Interrogativi e risposte
Nei limiti così definiti, la domanda fondamentale che mi sono posto è stata la
seguente: «Chi è che aveva paura? e di che cosa?». Questo interrogativo di fondo
ha suscitato, attraverso una reazione a catena, una valanga di altre domande
particolari sulla paura della notte, del mare, degli spiriti, dei malefici,
delle stelle, delle comete, delle eclissi, della peste, del fisco, della
carestia, degli ebrei, dei turchi, dei bestemmiatori, degli eretici, degli
stregoni ecc. Avrei potuto ulteriormente allungare la lista delle paure presenti
in quell’epoca aggiungendo, per esempio, la paura della foresta o quella degli
incendi. Tuttavia il panorama preso in considerazione mi sembra sufficientemente
esteso per dimostrare che nella civiltà preindustriale la paura era
onnipresente, soprattutto nelle campagne.
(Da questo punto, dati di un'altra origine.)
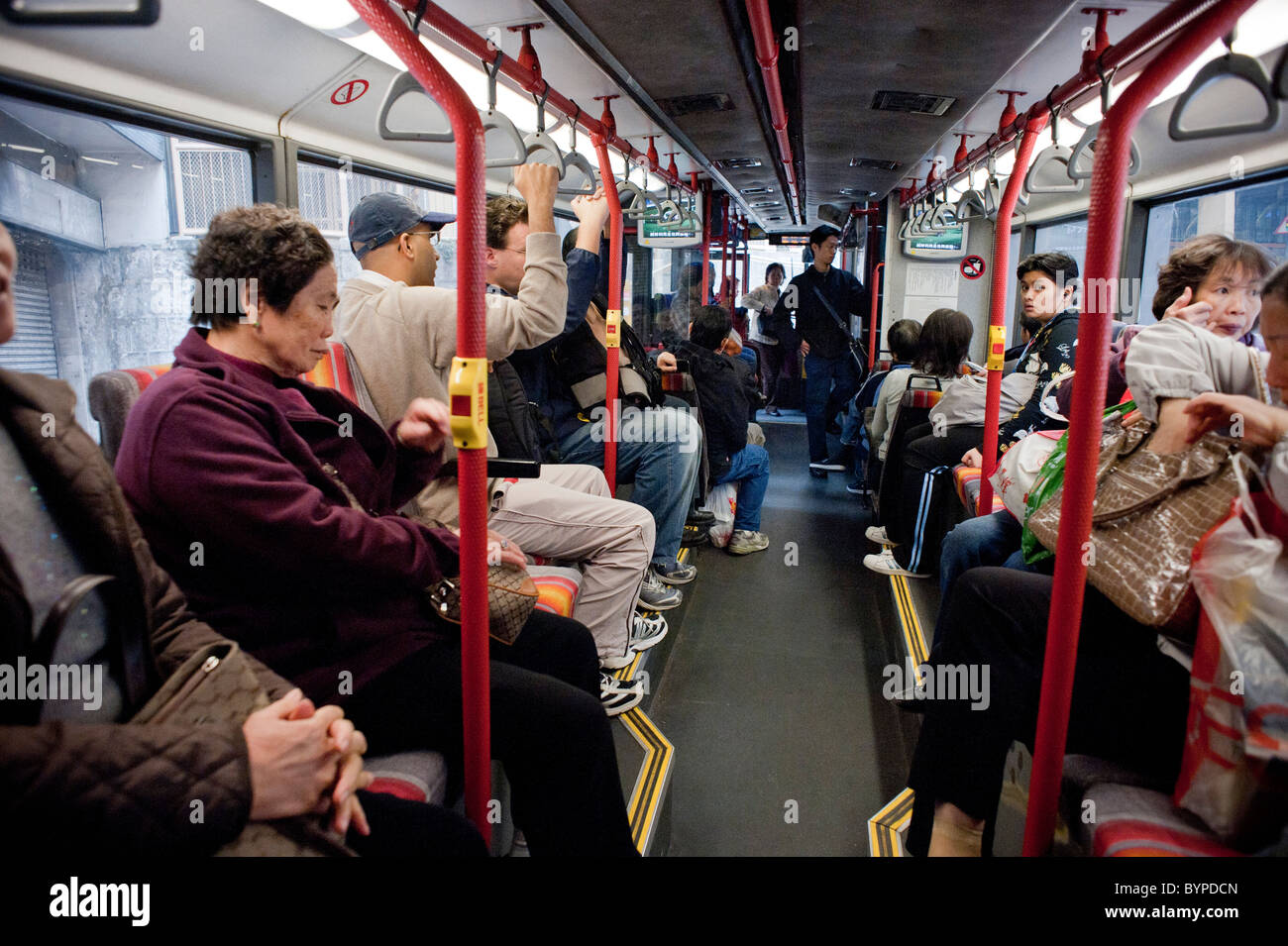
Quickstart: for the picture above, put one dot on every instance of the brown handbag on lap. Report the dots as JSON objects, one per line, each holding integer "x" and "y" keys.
{"x": 215, "y": 684}
{"x": 1150, "y": 511}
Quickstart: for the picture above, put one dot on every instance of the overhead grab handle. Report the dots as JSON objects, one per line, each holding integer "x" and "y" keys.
{"x": 1056, "y": 154}
{"x": 498, "y": 129}
{"x": 403, "y": 84}
{"x": 1089, "y": 137}
{"x": 1245, "y": 67}
{"x": 540, "y": 147}
{"x": 574, "y": 161}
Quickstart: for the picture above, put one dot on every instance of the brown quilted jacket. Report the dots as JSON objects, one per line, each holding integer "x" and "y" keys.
{"x": 120, "y": 788}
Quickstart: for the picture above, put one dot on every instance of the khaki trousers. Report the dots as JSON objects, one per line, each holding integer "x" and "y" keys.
{"x": 567, "y": 514}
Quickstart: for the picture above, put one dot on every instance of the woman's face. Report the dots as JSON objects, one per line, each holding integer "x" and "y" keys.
{"x": 291, "y": 343}
{"x": 1235, "y": 300}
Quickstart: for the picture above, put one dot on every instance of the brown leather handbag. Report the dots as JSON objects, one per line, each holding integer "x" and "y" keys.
{"x": 1150, "y": 510}
{"x": 217, "y": 684}
{"x": 511, "y": 594}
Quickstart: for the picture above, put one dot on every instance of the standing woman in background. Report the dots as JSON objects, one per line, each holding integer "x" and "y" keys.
{"x": 760, "y": 305}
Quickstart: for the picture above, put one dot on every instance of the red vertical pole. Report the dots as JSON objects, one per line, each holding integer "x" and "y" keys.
{"x": 613, "y": 317}
{"x": 875, "y": 283}
{"x": 995, "y": 353}
{"x": 471, "y": 352}
{"x": 1104, "y": 244}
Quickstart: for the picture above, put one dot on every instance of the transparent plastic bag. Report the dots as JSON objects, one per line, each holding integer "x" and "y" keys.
{"x": 722, "y": 501}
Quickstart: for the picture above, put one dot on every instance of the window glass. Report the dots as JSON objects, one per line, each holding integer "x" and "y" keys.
{"x": 1257, "y": 213}
{"x": 106, "y": 216}
{"x": 327, "y": 194}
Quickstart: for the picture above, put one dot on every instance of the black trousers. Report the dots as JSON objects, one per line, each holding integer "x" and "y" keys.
{"x": 549, "y": 730}
{"x": 400, "y": 828}
{"x": 919, "y": 512}
{"x": 1128, "y": 697}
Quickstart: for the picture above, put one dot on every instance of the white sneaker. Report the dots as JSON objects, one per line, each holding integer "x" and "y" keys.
{"x": 619, "y": 695}
{"x": 745, "y": 542}
{"x": 876, "y": 533}
{"x": 885, "y": 563}
{"x": 645, "y": 631}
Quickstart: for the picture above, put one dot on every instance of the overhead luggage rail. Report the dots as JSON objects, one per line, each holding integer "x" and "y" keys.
{"x": 1104, "y": 242}
{"x": 445, "y": 24}
{"x": 469, "y": 372}
{"x": 1122, "y": 59}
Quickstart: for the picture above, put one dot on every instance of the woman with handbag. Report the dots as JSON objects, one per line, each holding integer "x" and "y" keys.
{"x": 273, "y": 503}
{"x": 95, "y": 774}
{"x": 1129, "y": 699}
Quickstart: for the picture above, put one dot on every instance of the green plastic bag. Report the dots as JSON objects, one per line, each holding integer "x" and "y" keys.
{"x": 1050, "y": 478}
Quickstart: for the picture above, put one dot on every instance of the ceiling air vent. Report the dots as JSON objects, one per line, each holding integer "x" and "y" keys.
{"x": 679, "y": 106}
{"x": 876, "y": 163}
{"x": 914, "y": 102}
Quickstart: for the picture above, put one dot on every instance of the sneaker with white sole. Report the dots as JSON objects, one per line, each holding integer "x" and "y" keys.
{"x": 745, "y": 542}
{"x": 681, "y": 575}
{"x": 619, "y": 695}
{"x": 876, "y": 533}
{"x": 645, "y": 631}
{"x": 884, "y": 562}
{"x": 657, "y": 596}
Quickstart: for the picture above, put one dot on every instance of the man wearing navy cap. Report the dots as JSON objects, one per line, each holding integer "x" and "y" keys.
{"x": 402, "y": 332}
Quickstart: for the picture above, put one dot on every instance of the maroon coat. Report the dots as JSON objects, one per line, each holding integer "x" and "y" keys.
{"x": 222, "y": 463}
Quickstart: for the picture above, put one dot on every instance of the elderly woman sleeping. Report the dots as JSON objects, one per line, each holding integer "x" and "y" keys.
{"x": 273, "y": 503}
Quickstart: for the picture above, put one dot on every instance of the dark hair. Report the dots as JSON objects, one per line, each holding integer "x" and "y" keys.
{"x": 820, "y": 233}
{"x": 270, "y": 248}
{"x": 902, "y": 338}
{"x": 944, "y": 343}
{"x": 1051, "y": 264}
{"x": 502, "y": 214}
{"x": 1276, "y": 284}
{"x": 1197, "y": 259}
{"x": 709, "y": 327}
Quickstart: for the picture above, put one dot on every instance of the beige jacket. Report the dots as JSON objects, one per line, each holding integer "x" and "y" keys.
{"x": 403, "y": 339}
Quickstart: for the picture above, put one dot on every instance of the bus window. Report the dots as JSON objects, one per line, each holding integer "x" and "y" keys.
{"x": 1257, "y": 213}
{"x": 106, "y": 216}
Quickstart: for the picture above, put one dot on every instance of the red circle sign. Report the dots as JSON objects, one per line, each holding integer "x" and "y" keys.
{"x": 349, "y": 91}
{"x": 973, "y": 266}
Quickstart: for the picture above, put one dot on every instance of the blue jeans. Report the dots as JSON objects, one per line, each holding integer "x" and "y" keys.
{"x": 819, "y": 374}
{"x": 660, "y": 451}
{"x": 748, "y": 468}
{"x": 979, "y": 542}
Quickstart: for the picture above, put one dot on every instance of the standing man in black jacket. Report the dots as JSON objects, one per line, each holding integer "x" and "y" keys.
{"x": 824, "y": 343}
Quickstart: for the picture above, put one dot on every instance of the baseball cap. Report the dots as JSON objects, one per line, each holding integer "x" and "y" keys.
{"x": 378, "y": 218}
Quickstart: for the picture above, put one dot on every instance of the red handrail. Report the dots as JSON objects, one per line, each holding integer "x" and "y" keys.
{"x": 1124, "y": 58}
{"x": 614, "y": 302}
{"x": 872, "y": 319}
{"x": 471, "y": 332}
{"x": 471, "y": 42}
{"x": 1104, "y": 242}
{"x": 767, "y": 55}
{"x": 996, "y": 341}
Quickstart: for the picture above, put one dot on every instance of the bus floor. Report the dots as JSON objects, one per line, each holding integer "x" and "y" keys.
{"x": 772, "y": 695}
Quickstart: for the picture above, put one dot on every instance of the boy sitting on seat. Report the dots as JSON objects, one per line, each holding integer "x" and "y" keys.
{"x": 725, "y": 390}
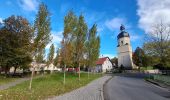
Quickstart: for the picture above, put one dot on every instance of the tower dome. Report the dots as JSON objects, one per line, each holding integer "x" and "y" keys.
{"x": 122, "y": 33}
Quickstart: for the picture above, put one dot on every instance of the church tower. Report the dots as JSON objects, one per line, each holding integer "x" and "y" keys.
{"x": 124, "y": 49}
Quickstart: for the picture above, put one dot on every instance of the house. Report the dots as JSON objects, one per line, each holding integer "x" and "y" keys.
{"x": 103, "y": 64}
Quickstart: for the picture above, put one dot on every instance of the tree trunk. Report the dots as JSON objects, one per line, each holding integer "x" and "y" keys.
{"x": 79, "y": 71}
{"x": 32, "y": 74}
{"x": 6, "y": 71}
{"x": 15, "y": 68}
{"x": 64, "y": 81}
{"x": 88, "y": 72}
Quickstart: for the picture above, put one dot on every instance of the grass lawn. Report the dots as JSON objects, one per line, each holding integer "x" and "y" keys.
{"x": 147, "y": 68}
{"x": 46, "y": 86}
{"x": 4, "y": 80}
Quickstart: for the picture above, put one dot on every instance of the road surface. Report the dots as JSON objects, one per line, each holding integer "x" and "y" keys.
{"x": 132, "y": 88}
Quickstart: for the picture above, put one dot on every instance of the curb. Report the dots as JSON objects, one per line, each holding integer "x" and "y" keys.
{"x": 158, "y": 84}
Ma i contadini non costituivano forse
i tre quarti della popolazione europea?
Prima di indagare sul vasto argomento della paura nella storia, non mi rendevo
conto di quanto i nostri antenati temessero il mare, né fino a che punto i
rapporti quotidiani fossero sconvolti, e addirittura annullati in una città
assediata dalla peste, e neppure avevo capito quale parte avesse la paura nelle
rivolte spontanee del passato. Vorrei brevemente insistere su quest’ultimo
punto. Lo storico non può risolvere da solo l’immenso problema delle cause della
violenza umana e stabilire se esse siano antropologiche o sociologiche e se
nell’uomo esista realmente un istinto distruttivo primario. Lo storico tuttavia
può offrire il suo contributo al dibattito e dimostrare, documenti alla mano,
che dal XIV al XVII secolo la maggior parte delle rivolte in Europa furono
reazioni difensive motivate dalla paura di un pericolo sia reale, sia
parzialmente immaginario, sia totalmente illusorio (ma non avvertito come tale).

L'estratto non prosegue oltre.